Ackerley Tng <[email protected]> writes:

> Tarun Sahu <[email protected]> writes:
>
>> Introduce core infrastructure to support VM preservation with LUO.
>>
>> First two changes are just refactoring, no functional change, third
>> change introduces a new member in struct kvm.
>> - Move ITOA_MAX_LEN to kvm_mm.h for reuse by upcoming kvm_luo code.
>> - Add a public kvm_create_vm_file() helper wrapping kvm_create_vm()
>>   and anon_inode_getfile() to provide a unified VM file creation API.
>> - Track a weak reference to the backing file in struct kvm under
>>   CONFIG_LIVEUPDATE_GUEST_MEMFD to enable reverse file resolution
>>   without circular lifetime dependencies.
>>
>
> Given the above, I think this should be separate patches.
>
>> Signed-off-by: Tarun Sahu <[email protected]>
>> ---
>>  include/linux/kvm_host.h | 14 +++++++
>>  virt/kvm/kvm_main.c      | 79 +++++++++++++++++++++++++++++-----------
>>  virt/kvm/kvm_mm.h        |  3 ++
>>  3 files changed, 75 insertions(+), 21 deletions(-)
>>
>> diff --git a/include/linux/kvm_host.h b/include/linux/kvm_host.h
>> index 4c14aee1fb06..9111a28637af 100644
>> --- a/include/linux/kvm_host.h
>> +++ b/include/linux/kvm_host.h
>> @@ -874,6 +874,18 @@ struct kvm {
>>  #ifdef CONFIG_KVM_GENERIC_MEMORY_ATTRIBUTES
>>      /* Protected by slots_lock (for writes) and RCU (for reads) */
>>      struct xarray mem_attr_array;
>> +#endif
>> +#ifdef CONFIG_LIVEUPDATE_GUEST_MEMFD
>> +    /*
>> +     * Weak reference to the VFS file backing this KVM instance. Stored
>> +     * without incrementing the file refcount to prevent a circular lifetime
>> +     * dependency (since file->private_data already pins this struct kvm).

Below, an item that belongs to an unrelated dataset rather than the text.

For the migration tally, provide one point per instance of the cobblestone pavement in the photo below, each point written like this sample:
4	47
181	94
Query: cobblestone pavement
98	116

>> +     * Used exclusively to resolve the file pointer back from struct kvm.
>> +     *
>> +     * Written/cleared via rcu_assign_pointer() and read locklessly under
>> +     * RCU (e.g. via get_file_active() to prevent ABA races).
>> +     */
>> +    struct file *vm_file;
>>  #endif
>
> We didn't really talk about this during the calls, but it seems weird to
> preserve a vm_file with pretty much nothing other than the vm type. The
> entire VM is re-created, which means it could potentially be a
> completely different VM?
>
> In some sense it's more flexible since the guest_memfd can be restored
> with some completely different VM, but it seems like it could introduce
> other issues.
>
> I think other KVM folks would probably have more thoughts here.
>
>>      char stats_id[KVM_STATS_NAME_SIZE];
>>  };
>> @@ -1074,7 +1086,9 @@ void kvm_get_kvm(struct kvm *kvm);
>>  bool kvm_get_kvm_safe(struct kvm *kvm);
>>  void kvm_put_kvm(struct kvm *kvm);
>>  bool file_is_kvm(struct file *file);
>> +struct file *kvm_create_vm_file(unsigned long type, const char *fdname);
>>  void kvm_put_kvm_no_destroy(struct kvm *kvm);
>> +void kvm_uevent_notify_vm_create(struct kvm *kvm);
>>
>>  static inline struct kvm_memslots *__kvm_memslots(struct kvm *kvm, int 
>> as_id)
>>  {
>> diff --git a/virt/kvm/kvm_main.c b/virt/kvm/kvm_main.c
>> index 89489996fbc1..65f0c5fb353e 100644
>> --- a/virt/kvm/kvm_main.c
>> +++ b/virt/kvm/kvm_main.c
>> @@ -67,9 +67,6 @@
>>  #include <linux/kvm_dirty_ring.h>
>>
>>
>> -/* Worst case buffer size needed for holding an integer. */
>> -#define ITOA_MAX_LEN 12
>> -
>>  MODULE_AUTHOR("Qumranet");
>>  MODULE_DESCRIPTION("Kernel-based Virtual Machine (KVM) Hypervisor");
>>  MODULE_LICENSE("GPL");
>> @@ -1349,6 +1346,19 @@ static int kvm_vm_release(struct inode *inode, struct 
>> file *filp)
>>  {
>>      struct kvm *kvm = filp->private_data;
>>
>> +#ifdef CONFIG_LIVEUPDATE_GUEST_MEMFD
>> +    /*
>> +     * Clear the weak reference of the vm file.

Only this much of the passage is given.